Prospectus excerpt: American Homes 4 Rent is an internally managed Maryland real estate investment trust, or REIT, focused on acquiring, renovating, leasing and operating single-family homes as rental properties. We are selling 7,400,000 shares of our 5.500% Series C participating preferred shares of beneficial interest, $0.01 par value per share, or our Series C Participating Preferred Shares, in this offering. This is the original issuance of our Series C Participating Preferred Shares. The following is a summary of key terms of our Series C Participating Preferred Shares:
Liquidation Preference and Home Price Appreciation Amount. The Series C Participating Preferred Shares have an initial liquidation preference of $25.00 per share, or the initial liquidation preference, that may be increased by an additional Home Price Appreciation Amount, or the HPA Amount, that takes into account the cumulative change in value from December 31, 2013 of an index tracking the purchase prices of single-family homes located in our top 20 markets, by estimated total investment, as of July 31, 2013 and a constant investor participation percentage of 50%. The HPA Amount will be subject to a cap as described below and will become fixed (based on the HPA Amount calculated with respect to the period ended December 31, 2020) and cease to accrue on and after March 31, 2021.

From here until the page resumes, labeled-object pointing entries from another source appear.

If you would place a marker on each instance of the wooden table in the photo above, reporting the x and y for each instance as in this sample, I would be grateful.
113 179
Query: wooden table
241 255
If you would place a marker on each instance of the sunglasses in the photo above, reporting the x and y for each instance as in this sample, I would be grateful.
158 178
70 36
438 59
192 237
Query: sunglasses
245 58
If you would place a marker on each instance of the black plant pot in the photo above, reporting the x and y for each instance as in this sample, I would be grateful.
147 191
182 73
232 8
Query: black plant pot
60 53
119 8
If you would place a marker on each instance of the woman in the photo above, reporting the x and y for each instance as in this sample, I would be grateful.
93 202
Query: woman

Dividends. We will pay quarterly cumulative dividends, in arrears, on our Series C Participating Preferred Shares from and including the date of original issuance on the last day of each March, June, September and December. The first dividend is scheduled to be paid on June 30, 2014 to record holders as of June 15, 2014. The dividend rate of 5.500% per annum will be applied to the initial liquidation preference from the issue date to but excluding March 31, 2021. Thereafter, a dividend rate of 10.000% per annum will be applied to the initial liquidation preference plus the HPA Amount.
Redemption at Our Option. After March 31, 2018, we may redeem for cash all but not less than all of the Series C Participating Preferred Shares by paying the liquidation preference (including any HPA Amount), plus any accrued and unpaid dividends, to, but excluding, the redemption date.
Conversion at Our Option. After March 31, 2018, we may convert all but not less than all of the Series C Participating Preferred Shares into our Class A common shares of beneficial interest, $0.01 par value per share, or our Class A common shares, using a conversion ratio per Series C Participating Preferred Share equal to (i) the sum of the initial liquidation preference and the HPA Amount, plus any accrued and unpaid dividends to, but excluding, the conversion date (to occur on the fourth business day following the notice of conversion), divided by (ii) the one-day volume-weighted average trading price, or the VWAP, of our Class A common shares on the New York Stock Exchange, or NYSE, as reported by Bloomberg, if available, on the date the notice of conversion is issued.